The Last Collection 
- A Uniform for the Post-Consumerist Age
      

       In a world where shopping bags no longer hold anything, where consumers have become the consumed, and where the final purchase awaits us all, we find ourselves at the terminus of a centuries long experiment with mass consumption. 

        It's the year 2050. The resources that seemed limitless just a while ago are now as as precious as the memory of abundance that still haunts the older generation. 

        This series is part of the "Last Collection - A Uniform for the Post-Consumerist Age," and consists of a trio of products made using old advertisement billboards - the icons of consumer culture which represent a sort of forced need to recycle. 
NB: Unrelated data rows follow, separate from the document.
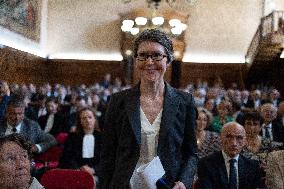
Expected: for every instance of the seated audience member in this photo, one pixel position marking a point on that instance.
(16, 122)
(279, 121)
(207, 141)
(39, 107)
(254, 102)
(228, 169)
(270, 130)
(82, 148)
(257, 147)
(53, 122)
(210, 105)
(4, 98)
(275, 170)
(80, 103)
(15, 163)
(244, 98)
(224, 109)
(274, 97)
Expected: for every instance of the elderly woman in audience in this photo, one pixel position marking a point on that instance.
(82, 148)
(275, 170)
(207, 141)
(271, 130)
(210, 105)
(257, 147)
(15, 163)
(224, 110)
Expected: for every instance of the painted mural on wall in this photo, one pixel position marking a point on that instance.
(21, 16)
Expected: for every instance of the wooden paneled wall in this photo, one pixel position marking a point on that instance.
(191, 72)
(20, 67)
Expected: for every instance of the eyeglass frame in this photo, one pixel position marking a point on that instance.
(151, 56)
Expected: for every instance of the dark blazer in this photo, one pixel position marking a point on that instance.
(72, 154)
(32, 132)
(59, 124)
(177, 147)
(212, 173)
(278, 130)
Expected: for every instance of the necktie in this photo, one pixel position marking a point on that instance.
(14, 130)
(233, 174)
(267, 134)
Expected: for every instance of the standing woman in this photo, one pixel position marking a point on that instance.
(82, 148)
(151, 119)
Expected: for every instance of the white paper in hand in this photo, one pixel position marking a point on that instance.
(151, 172)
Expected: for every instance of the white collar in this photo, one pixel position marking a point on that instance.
(227, 158)
(18, 127)
(268, 125)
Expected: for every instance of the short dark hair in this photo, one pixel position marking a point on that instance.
(155, 35)
(18, 139)
(79, 127)
(252, 116)
(51, 99)
(16, 101)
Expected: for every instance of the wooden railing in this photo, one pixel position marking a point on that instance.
(271, 23)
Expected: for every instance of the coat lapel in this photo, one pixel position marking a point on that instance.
(223, 172)
(3, 127)
(133, 111)
(170, 107)
(241, 172)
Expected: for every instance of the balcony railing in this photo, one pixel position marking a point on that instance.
(270, 24)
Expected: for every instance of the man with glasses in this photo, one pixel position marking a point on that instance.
(228, 169)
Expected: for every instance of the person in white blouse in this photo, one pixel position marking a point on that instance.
(82, 148)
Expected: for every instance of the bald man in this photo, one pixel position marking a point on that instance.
(228, 169)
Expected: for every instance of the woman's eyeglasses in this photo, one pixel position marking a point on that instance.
(154, 56)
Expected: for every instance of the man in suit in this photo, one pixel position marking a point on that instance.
(16, 122)
(228, 169)
(254, 102)
(270, 129)
(53, 122)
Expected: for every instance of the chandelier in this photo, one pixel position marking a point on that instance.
(172, 23)
(156, 3)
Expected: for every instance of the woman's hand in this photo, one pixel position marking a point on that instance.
(179, 185)
(87, 169)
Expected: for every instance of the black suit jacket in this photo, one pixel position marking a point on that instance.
(32, 132)
(177, 147)
(72, 154)
(59, 124)
(278, 130)
(212, 173)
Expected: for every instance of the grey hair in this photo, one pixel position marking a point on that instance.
(155, 35)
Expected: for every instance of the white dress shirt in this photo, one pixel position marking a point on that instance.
(88, 146)
(269, 130)
(227, 163)
(42, 112)
(49, 123)
(10, 128)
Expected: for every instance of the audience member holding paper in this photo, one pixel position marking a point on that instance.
(151, 119)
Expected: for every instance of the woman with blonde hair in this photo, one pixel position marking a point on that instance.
(207, 141)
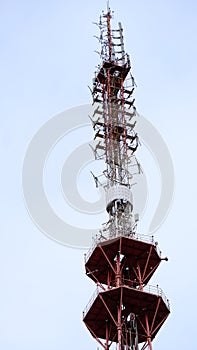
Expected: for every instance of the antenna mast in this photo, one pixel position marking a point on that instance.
(125, 312)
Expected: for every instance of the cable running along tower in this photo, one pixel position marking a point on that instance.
(125, 312)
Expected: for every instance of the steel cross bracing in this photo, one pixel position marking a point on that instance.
(124, 312)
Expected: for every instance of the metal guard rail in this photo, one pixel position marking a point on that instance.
(148, 289)
(104, 237)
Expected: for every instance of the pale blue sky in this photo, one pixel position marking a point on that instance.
(47, 60)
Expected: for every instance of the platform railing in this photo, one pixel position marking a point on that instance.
(156, 290)
(105, 236)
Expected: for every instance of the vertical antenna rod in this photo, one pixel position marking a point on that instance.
(124, 313)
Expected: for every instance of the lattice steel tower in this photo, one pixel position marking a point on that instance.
(125, 312)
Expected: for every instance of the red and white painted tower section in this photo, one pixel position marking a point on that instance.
(125, 312)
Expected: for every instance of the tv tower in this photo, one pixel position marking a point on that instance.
(125, 312)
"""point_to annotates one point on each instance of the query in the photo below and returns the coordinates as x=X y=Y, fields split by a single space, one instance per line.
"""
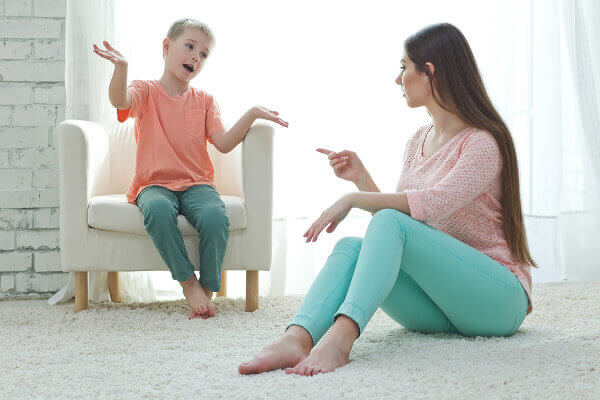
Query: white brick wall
x=32 y=103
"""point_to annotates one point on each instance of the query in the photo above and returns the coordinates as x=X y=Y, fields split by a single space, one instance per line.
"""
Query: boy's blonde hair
x=181 y=25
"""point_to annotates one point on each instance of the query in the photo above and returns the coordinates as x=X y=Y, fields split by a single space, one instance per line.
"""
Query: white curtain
x=329 y=68
x=580 y=208
x=86 y=84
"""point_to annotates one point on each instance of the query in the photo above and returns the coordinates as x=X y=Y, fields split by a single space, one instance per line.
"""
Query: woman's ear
x=165 y=46
x=430 y=67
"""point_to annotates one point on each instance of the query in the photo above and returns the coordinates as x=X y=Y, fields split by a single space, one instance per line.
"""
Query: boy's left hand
x=264 y=113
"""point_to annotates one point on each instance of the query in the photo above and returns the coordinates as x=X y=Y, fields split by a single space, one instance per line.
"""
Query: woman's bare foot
x=286 y=352
x=332 y=352
x=197 y=299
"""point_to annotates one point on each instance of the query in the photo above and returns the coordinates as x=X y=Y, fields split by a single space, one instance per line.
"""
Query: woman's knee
x=158 y=210
x=348 y=244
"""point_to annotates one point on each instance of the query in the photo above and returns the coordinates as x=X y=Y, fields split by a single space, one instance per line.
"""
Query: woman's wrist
x=365 y=183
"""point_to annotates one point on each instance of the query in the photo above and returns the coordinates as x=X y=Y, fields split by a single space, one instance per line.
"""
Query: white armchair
x=100 y=231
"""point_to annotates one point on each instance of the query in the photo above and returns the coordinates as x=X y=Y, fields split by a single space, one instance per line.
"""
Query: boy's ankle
x=189 y=283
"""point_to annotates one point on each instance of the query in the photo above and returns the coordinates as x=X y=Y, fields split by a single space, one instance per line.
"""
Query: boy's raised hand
x=111 y=54
x=264 y=113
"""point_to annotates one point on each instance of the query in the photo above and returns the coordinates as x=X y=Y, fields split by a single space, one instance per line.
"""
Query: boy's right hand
x=111 y=54
x=346 y=164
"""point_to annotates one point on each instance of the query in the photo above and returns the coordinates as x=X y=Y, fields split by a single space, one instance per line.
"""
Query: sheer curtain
x=579 y=216
x=329 y=68
x=86 y=84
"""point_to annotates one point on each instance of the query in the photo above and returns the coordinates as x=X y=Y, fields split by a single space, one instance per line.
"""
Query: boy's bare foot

        When making the "Last Collection," I wanted to transform the most emblematic material of consumer culture into objects that can convey its ultimate emptiness. Using recycled advertisement banners, I made three works that trace the path of consumerism to its most logical conclusion.

        The "Last Shopping Bag" removes its most functional part - the bottom - from an item designed to carry more and more purchases. It's the empty space at the heart of consumption: the more we consume, the less we will have to carry. And as resources get scarce, even our most identifiable tools of consumption can become completely useless.

        The "Blind Consumer" hood transforms its wearer into both consumer and consumed. Through its filtered vision, reality becomes distorted, in the same way that marketing distorts our perception of needs and desires. Meanwhile, the hood also transforms the wearer into product, objectified and standardized, their individual identity consumed under the dictates of mass production, seen as a product rather than a being.

        Finally, the "Last Purchase" body bag is the ultimate consequence of out-of-control consumption. It might come with a lifetime guarantee, but it still asks the very important question of whether our consumer lifecycle might lead to not only our demise but also environmental death as a whole.